Download Reasonable Faith PDF Online Free

Author :
Publisher : Crossway
ISBN 13 : 1433501155
Total Pages : 418 pages
Book Rating : 4.4/5 (335 download)

DOWNLOAD NOW!


Book Synopsis Reasonable Faith by : William Lane Craig

Download or read book Reasonable Faith written by William Lane Craig and published by Crossway. This book was released on 2008 with total page 418 pages. Available in PDF, EPUB and Kindle. Book excerpt: This updated edition by one of the world's leading apologists presents a systematic, positive case for Christianity that reflects the latest work in the contemporary hard sciences and humanities. Brilliant and accessible.

God and the Illegal Alien

Download God and the Illegal Alien PDF Online Free

Author :
Publisher : Cambridge University Press
ISBN 13 : 110717662X
Total Pages : 261 pages
Book Rating : 4.1/5 (71 download)

DOWNLOAD NOW!


Book Synopsis God and the Illegal Alien by : Robert W. Heimburger

Download or read book God and the Illegal Alien written by Robert W. Heimburger and published by Cambridge University Press. This book was released on 2018 with total page 261 pages. Available in PDF, EPUB and Kindle. Book excerpt: A fresh response to the problem of illegal immigration in the United States through the context of Christian theology.

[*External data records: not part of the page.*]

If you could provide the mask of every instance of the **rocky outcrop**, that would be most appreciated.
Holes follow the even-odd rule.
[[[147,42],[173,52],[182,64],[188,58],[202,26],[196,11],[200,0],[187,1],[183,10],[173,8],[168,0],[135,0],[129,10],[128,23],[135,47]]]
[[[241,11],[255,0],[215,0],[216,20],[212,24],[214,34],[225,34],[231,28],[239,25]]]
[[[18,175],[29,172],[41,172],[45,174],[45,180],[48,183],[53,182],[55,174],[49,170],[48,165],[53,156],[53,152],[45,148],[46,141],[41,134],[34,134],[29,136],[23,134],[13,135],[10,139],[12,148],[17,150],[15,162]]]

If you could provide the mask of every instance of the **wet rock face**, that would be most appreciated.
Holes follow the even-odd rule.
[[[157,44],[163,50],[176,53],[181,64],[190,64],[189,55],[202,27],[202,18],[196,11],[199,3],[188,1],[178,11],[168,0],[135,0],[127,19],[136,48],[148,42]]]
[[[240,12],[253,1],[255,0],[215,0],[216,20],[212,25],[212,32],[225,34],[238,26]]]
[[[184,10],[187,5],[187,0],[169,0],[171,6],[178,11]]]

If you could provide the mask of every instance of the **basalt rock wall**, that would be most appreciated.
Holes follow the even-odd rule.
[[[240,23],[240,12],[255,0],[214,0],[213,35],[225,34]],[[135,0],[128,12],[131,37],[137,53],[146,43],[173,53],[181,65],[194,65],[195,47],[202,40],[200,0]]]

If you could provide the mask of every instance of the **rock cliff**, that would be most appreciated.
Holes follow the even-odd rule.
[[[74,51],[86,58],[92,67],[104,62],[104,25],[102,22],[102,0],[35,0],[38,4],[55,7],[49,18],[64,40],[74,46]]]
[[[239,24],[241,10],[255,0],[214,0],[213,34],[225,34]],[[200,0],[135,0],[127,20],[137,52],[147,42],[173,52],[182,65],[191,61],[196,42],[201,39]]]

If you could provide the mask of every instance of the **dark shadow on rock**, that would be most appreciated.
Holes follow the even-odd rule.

Ecclesial Diversity in Chinese Christianity

Download Ecclesial Diversity in Chinese Christianity PDF Online Free

Author :
Publisher : Springer Nature
ISBN 13 : 3030730697
Total Pages : 229 pages
Book Rating : 4.0/5 (37 download)

DOWNLOAD NOW!


Book Synopsis Ecclesial Diversity in Chinese Christianity by : Alexander Chow

Download or read book Ecclesial Diversity in Chinese Christianity written by Alexander Chow and published by Springer Nature. This book was released on 2021-07-27 with total page 229 pages. Available in PDF, EPUB and Kindle. Book excerpt: This volume explores Chinese Christianity—or Chinese Christianities—in a variety of forms and expressions, including those from outside the geopolitical boundaries of mainland China. Advancing a multi-disciplinary approach to the study of Chinese churches, the essays collected here engage many historical, sociological, cultural, and theological contingencies. The collection includes historical discussions of the early-20th-century encounters of Protestant and Catholic missionaries in China and the rise of Christianity among Malaysian Chinese and British Chinese communities. Essays examine the thinking of K. H. Ting (or Ding Guangxun), often remembered for his leadership in the Three-Self Patriotic Movement in the 1980s–90s, by revisiting his earlier theology and approach to the Bible in the 1930s–50s. These retrospectives give way to contemporary explorations into how Chinese churches negotiate their urban identities amidst the complexities of globalization in Chengdu and Shanghai, as well as in Vancouver, Canada. Taken as a whole, this collection offers close examinations into various aspects of Chinese Christianity’s complex picture, helping readers to recognize the many shades and colors of the global Chinese Church.